To her, this isn’t just “posting content”—it’s reducing isolation, one piece of timely information at a time.
Working in a women-dominated field—by choice, not by default
Care and social support roles are often filled by women. When asked whether gender shaped her decision to enter this field, Tianyi is clear:
“For me personally, I didn’t choose this work because I’m a woman. I chose it because I believe in its meaning.”
At the same time, she is aware that emotional and caregiving labor is often expected of women, both professionally and at home. She hopes the field continues to welcome people of all genders and backgrounds, so caregiving is recognized as skilled, respected work—not an assumption placed on one group.
It’s a thoughtful balance: Tianyi understands the structural reality, but stays grounded in her own intentional choice.

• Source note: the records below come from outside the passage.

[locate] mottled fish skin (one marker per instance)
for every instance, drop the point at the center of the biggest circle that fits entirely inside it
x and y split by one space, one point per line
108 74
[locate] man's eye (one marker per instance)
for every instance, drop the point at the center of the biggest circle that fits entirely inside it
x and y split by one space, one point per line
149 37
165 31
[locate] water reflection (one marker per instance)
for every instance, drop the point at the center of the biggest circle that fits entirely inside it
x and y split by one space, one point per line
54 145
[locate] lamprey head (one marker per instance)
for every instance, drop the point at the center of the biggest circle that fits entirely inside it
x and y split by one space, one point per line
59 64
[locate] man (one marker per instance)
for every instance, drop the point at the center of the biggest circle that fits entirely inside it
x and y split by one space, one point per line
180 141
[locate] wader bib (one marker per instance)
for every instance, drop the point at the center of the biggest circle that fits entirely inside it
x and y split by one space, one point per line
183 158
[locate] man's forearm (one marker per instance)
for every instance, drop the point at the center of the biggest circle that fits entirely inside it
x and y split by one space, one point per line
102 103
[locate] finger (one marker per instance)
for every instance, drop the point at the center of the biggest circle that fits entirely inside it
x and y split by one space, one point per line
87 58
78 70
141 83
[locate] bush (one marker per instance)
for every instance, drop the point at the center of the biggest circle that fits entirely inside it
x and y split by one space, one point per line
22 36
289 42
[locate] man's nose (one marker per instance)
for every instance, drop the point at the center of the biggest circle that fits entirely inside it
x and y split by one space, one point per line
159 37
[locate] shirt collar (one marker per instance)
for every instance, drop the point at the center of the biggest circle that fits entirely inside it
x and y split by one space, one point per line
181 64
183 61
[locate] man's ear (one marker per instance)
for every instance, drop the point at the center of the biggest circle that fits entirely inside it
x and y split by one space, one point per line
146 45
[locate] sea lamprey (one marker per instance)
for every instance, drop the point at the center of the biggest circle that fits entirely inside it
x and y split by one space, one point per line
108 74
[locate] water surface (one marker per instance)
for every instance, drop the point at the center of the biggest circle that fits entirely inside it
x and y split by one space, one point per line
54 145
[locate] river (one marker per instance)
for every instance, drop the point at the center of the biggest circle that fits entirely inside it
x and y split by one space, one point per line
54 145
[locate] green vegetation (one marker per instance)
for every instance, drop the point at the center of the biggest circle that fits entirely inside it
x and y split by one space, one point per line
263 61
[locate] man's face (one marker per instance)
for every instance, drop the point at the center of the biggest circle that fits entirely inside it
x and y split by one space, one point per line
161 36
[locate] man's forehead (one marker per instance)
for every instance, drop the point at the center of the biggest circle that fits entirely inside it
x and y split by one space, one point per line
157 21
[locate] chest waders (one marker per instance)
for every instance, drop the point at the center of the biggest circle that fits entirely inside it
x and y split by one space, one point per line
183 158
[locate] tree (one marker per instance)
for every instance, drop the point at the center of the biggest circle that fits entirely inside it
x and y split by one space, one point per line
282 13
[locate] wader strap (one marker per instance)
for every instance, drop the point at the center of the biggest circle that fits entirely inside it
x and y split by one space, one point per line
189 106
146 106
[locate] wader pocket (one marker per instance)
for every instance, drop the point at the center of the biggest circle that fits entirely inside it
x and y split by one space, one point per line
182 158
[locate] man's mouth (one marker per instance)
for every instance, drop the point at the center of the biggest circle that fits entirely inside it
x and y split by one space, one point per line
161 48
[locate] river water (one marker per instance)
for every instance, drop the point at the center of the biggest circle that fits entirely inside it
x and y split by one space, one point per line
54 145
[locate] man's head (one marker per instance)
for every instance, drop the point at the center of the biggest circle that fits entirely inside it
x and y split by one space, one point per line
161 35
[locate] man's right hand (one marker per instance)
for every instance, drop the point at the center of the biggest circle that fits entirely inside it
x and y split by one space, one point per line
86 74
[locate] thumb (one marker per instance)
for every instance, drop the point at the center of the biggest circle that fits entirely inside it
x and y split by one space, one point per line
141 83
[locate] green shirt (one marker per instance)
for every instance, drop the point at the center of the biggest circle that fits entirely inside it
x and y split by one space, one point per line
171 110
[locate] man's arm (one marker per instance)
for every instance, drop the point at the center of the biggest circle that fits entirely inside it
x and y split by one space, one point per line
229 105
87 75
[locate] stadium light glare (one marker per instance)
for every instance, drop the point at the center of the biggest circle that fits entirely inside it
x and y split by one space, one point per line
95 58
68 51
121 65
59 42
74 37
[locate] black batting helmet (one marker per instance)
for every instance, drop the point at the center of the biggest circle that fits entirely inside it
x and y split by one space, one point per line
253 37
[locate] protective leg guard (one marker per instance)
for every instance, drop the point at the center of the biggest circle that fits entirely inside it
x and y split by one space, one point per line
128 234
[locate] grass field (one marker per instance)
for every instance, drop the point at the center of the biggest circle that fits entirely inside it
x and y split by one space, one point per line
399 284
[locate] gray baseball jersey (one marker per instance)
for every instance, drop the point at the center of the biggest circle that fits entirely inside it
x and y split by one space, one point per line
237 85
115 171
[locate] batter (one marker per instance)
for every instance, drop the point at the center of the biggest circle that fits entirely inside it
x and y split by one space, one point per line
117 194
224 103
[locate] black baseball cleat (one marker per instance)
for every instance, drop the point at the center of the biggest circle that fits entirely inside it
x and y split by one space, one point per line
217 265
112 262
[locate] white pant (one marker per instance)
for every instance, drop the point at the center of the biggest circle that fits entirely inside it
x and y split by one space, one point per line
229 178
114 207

Why Tianyi’s story matters
When we picture impact, we still tend to see the people in the room—the faces at the front desk, the hands on the wheel, the staff on-site. Tianyi rarely appears in that frame. She isn’t on campaign posters and she isn’t in front of the camera. She is the person making sure that room exists, that it’s safe to enter, and that everyone inside is connected to something larger than themselves.
Her work raises a quiet but urgent question: can someone on the other side of the world become part of a local community’s safety net? Tianyi proves the answer is yes. From twelve hours ahead, she holds threads that keep stories, schedules, and support systems from falling apart.